At this audacious declaration, the archdeacon's visage assumed a thoroughly pedagogical and paternal expression.
"You know, Monsieur Jehan, that our fief of Tirecbappe, putting the direct taxes and the rents of the nine and twenty houses in a block, yields only nine and thirty livres, eleven sous, six deniers, Parisian. It is one half more than in the time of the brothers Paclet, but it is not much."
"I need money," said Jehan stoically.
"You know that the official has decided that our twenty-one houses should he moved full into the fief of the Bishopric, and that we could redeem this homage only by paying the reverend bishop two marks of silver gilt of the price of six livres parisis. Now, these two marks I have not yet been able to get together. You know it."
"I know that I stand in need of money," repeated Jehan for the third time.
"And what are you going to do with it?"
This question caused a flash of hope to gleam before Jehan's eyes. He resumed his dainty, caressing air.

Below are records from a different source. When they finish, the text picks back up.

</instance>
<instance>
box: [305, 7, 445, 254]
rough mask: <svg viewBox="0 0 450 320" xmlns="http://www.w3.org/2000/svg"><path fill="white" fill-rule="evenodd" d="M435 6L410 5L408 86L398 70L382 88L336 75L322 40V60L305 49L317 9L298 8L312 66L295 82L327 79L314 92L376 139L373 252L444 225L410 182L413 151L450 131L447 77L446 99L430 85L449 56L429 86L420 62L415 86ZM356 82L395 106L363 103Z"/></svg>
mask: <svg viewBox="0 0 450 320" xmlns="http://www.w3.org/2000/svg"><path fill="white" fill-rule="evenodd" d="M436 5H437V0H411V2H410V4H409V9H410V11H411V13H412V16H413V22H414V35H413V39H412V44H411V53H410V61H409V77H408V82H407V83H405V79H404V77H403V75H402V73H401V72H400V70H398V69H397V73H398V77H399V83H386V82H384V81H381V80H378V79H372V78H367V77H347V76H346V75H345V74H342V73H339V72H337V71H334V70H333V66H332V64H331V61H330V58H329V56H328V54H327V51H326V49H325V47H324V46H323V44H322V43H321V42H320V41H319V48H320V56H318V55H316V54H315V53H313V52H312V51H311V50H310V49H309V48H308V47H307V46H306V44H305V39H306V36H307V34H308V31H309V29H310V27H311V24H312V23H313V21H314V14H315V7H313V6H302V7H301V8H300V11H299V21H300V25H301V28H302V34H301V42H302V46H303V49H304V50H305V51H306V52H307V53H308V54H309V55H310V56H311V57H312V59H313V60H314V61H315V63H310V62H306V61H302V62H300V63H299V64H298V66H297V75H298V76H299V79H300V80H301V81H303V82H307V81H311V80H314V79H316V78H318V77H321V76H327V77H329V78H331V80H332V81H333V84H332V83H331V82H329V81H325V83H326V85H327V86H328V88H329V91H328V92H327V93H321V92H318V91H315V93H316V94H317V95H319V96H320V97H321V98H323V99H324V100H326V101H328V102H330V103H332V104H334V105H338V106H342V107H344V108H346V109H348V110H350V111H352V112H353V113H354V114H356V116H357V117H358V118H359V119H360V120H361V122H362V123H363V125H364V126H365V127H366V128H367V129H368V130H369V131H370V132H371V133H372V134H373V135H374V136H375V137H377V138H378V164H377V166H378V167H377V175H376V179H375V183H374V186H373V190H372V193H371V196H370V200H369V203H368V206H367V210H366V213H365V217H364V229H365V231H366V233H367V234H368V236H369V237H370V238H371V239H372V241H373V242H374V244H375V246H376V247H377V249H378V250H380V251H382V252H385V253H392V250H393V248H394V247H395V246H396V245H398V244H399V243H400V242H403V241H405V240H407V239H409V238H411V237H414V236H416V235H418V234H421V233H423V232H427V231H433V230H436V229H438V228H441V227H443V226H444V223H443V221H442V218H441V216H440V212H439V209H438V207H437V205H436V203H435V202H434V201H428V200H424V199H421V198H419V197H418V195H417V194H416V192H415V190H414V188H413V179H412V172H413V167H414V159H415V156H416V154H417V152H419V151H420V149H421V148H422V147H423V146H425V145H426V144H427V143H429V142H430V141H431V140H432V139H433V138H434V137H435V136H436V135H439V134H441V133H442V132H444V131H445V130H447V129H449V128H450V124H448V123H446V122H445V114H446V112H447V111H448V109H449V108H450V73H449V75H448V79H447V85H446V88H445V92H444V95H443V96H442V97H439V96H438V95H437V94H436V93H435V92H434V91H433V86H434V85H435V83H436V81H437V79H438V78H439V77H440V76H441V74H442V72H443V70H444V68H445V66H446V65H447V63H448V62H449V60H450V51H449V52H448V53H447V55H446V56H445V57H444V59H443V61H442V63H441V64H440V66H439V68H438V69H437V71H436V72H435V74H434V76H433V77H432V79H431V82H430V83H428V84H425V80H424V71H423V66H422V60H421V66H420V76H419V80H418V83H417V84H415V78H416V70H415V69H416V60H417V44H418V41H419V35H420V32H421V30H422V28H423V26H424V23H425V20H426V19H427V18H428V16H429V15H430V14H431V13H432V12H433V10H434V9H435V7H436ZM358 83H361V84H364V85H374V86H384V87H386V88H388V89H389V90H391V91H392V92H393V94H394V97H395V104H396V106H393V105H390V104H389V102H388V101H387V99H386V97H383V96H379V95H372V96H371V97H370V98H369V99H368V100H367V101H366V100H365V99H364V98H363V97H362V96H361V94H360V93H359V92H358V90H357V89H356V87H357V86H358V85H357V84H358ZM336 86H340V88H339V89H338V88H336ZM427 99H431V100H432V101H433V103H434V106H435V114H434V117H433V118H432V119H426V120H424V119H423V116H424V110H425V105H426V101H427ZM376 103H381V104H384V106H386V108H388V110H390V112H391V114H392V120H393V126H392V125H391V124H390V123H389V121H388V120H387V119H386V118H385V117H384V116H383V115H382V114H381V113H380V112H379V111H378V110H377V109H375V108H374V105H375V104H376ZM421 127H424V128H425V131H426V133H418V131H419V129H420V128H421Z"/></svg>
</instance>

"Stay, dear Brother Claude, I should not come to you, with any evil motive. There is no intention of cutting a dash in the taverns with your unzains, and of strutting about the streets of Paris in a caparison of gold brocade, with a lackey, ~cum meo laquasio~. No, brother, 'tis for a good work."
"What good work?" demanded Claude, somewhat surprised.
"Two of my friends wish to purchase an outfit for the infant of a poor Haudriette widow. It is a charity. It will cost three forms, and I should like to contribute to it."
"What are names of your two friends?"
"Pierre l'Assommeur and Baptiste Croque-Oison*."
* Peter the Slaughterer; and Baptist Crack-Gosling.
"Hum," said the archdeacon; "those are names as fit for a good work as a catapult for the chief altar."
It is certain that Jehan had made a very bad choice of names for his two friends. He realized it too late.
"And then," pursued the sagacious Claude, "what sort of an infant's outfit is it that is to cost three forms, and that for the child of a Haudriette? Since when have the Haudriette widows taken to having babes in swaddling-clothes?"
Jehan broke the ice once more.
"Eh, well! yes! I need money in order to go and see Isabeau la Thierrye to-night; in the Val-d' Amour!"
"Impure wretch!" exclaimed the priest.
"~Avayveia~!" said Jehan.
This quotation, which the scholar borrowed with malice, perchance, from the wall of the cell, produced a singular effect on the archdeacon. He bit his lips and his wrath was drowned in a crimson flush.